I decided to use ZZ for OH  so I have to know 3 methods for the things I want to do 

I think Roux isn't very good for OH


----------



## Georgeanderre (Nov 7, 2012)

Speedmaster said:


> I think Roux isn't very good for OH



An honest opinion at least.. and ZZ isn't all that different I suppose.

It is good if you have any problems with co-ordination as you don't have to move your fingers that fast to get relatively good times (sub 30).

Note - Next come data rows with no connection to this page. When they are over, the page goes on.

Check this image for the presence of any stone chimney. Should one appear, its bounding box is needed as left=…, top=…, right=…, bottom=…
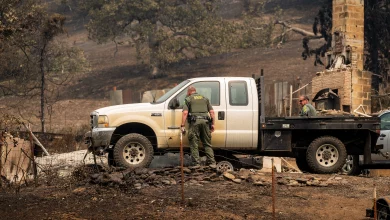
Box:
left=312, top=0, right=372, bottom=114
left=332, top=0, right=364, bottom=70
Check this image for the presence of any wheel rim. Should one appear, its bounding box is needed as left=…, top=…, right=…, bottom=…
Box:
left=316, top=144, right=339, bottom=167
left=342, top=155, right=353, bottom=173
left=217, top=161, right=234, bottom=173
left=123, top=142, right=146, bottom=164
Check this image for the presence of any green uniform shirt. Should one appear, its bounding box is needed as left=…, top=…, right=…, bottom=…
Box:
left=299, top=103, right=317, bottom=116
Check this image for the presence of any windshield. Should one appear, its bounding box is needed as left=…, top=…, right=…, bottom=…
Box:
left=154, top=80, right=190, bottom=103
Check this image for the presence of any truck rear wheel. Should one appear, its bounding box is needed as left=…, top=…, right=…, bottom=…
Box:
left=306, top=136, right=347, bottom=173
left=341, top=155, right=362, bottom=176
left=113, top=133, right=154, bottom=168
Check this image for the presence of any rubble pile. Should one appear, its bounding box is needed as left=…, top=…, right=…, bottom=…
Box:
left=75, top=166, right=345, bottom=189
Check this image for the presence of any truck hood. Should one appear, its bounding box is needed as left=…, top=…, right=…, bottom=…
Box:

I moved to OH Roux from OH CFOP and my OH times went from 50 seconds to 35 in a single night.. since then I have had several sub 30 singles and a sub 31 average.


----------



## Speedmaster (Nov 7, 2012)

I'm sub 20 with CFOP OH and I think , my times won't get better if I use Roux for OH, because, I can't do M slices with one hand


----------



## Georgeanderre (Nov 7, 2012)

Speedmaster said:


> I'm sub 20 with CFOP OH and I think , my times won't get better if I use Roux for OH, because, I can't do M slices with one hand



Table abuse and a loose M axis can help in that department.


----------



## JonnyWhoopes (Nov 7, 2012)

ZZ is superior to Roux for OH. Period. No discussion needed.


----------



## waffle=ijm (Nov 7, 2012)

As a seasoned and well breaded OH Roux user. I personally believe that Roux cannot surpass ZZ or CFOP in OH.


----------



## Ickathu (Nov 7, 2012)

yeah I think ZZ is generally the best for OH. After that, I'd say petrus and CFOP would be about the same. Roux for OH is kinda slow, even with good table abuse.


----------



## 5BLD (Nov 7, 2012)

I think roux isnt hopeless for OH, its low movecount is a huge strength. The only problem is none of us have bothered getting fast.
Idk if ZZ is better tbh.


----------



## MWilson (Nov 8, 2012)

First no-pause sub-20 focusing on efficiency! I have a best avg12 of 13.16s with fast turning, but focusing on efficiency and look ahead is going to get me further in the long run.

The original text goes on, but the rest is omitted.